Chi ama viaggiare sa bene quanto sia emozionante scovare i tratti curiosi e nascosti dei luoghi che si vanno a visitare. Spesso sono quelli a imprimersi di più nei ricordi e nel cuore, lasciando un segno profondo che rimane a lungo.

Per nostra fortuna, l’Italia è ricca di posti, soprattutto piccoli borghi, in grado di regalare queste particolarità uniche. Da mura medievali e boschi incantati per un viaggio romantico a gioielli d’arte incastonati nel verde, bisogna solo preparare la valigia e partire.

Per un’esperienza unica e curiosa, si può decidere di andare in un piccolo borgo e camminare nel vicolo più stretto di tutt’Italia.

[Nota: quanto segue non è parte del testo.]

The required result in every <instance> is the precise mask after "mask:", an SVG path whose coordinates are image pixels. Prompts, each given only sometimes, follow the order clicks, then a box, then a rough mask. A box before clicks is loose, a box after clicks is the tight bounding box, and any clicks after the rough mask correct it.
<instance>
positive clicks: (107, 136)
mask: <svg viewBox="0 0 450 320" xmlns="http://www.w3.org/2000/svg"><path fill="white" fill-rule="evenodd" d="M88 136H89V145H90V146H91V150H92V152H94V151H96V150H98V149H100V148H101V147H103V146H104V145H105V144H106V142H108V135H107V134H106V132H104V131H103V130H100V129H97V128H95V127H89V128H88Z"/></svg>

Ecco l’affascinante borgo dove attraversare il vicolo più stretto d’Italia immersi in un panorama di dolci colline

Considerato il vicolo più stretto di tutt’Italia, è largo solo 43 centimetri all’altezza delle spalle. Anche se è così stretto, con un po’ di coraggio si può certamente provare ad attraversarlo.

Questo vicoletto così curioso si trova nello stupendo Ripatransone, nel cuore delle Marche. In provincia di Ascoli Piceno, questo borgo noto come “Belvedere del Piceno” è uno dei più antichi della provincia.

La vista è impareggiabile e abbraccia uno spazio che va dal Gran Sasso ai Monti Sibillini, per arrivare alla costa.

Dopo aver provato il brivido di attraversare il minuscolo vicolo, si può visitare un centro storico di impianto medievale con edifici che attraversano i secoli. Ideale per una vacanza autunnale e primaverile, è bellissimo e perfetto anche nella stagione estiva, data la sua vicinanza al mare Adriatico.

Cosa visitare e cosa mangiare a Ripatransone

Ecco l’affascinante borgo dove attraversare il vicolo considerato il più stretto d’Italia. Ma a Ripatransone c’è anche molto altro da vedere e da provare, grazie alla sua storia e alle sue tradizioni.

Questo piccolo borgo non ha solo un meraviglioso centro storico, ma vanta un polo museale molto ricco. Vi si trovano i musei, l’archivio storico e la biblioteca. Da vedere sono anche le collezioni di Palazzo Bonomi e i resti dell’antica cinta muraria.

Infine, non si può visitare Ripatransone senza gustare il suo piatto tipico che deriva dalla tradizione contadina: il ciavarro. Si tratta di una zuppa molto semplice a base di legumi e cereali, con l’aggiunta di una salsa piccante. Per terminare il pasto si può assaggiare inoltre la tipica crostata locale con la ricotta.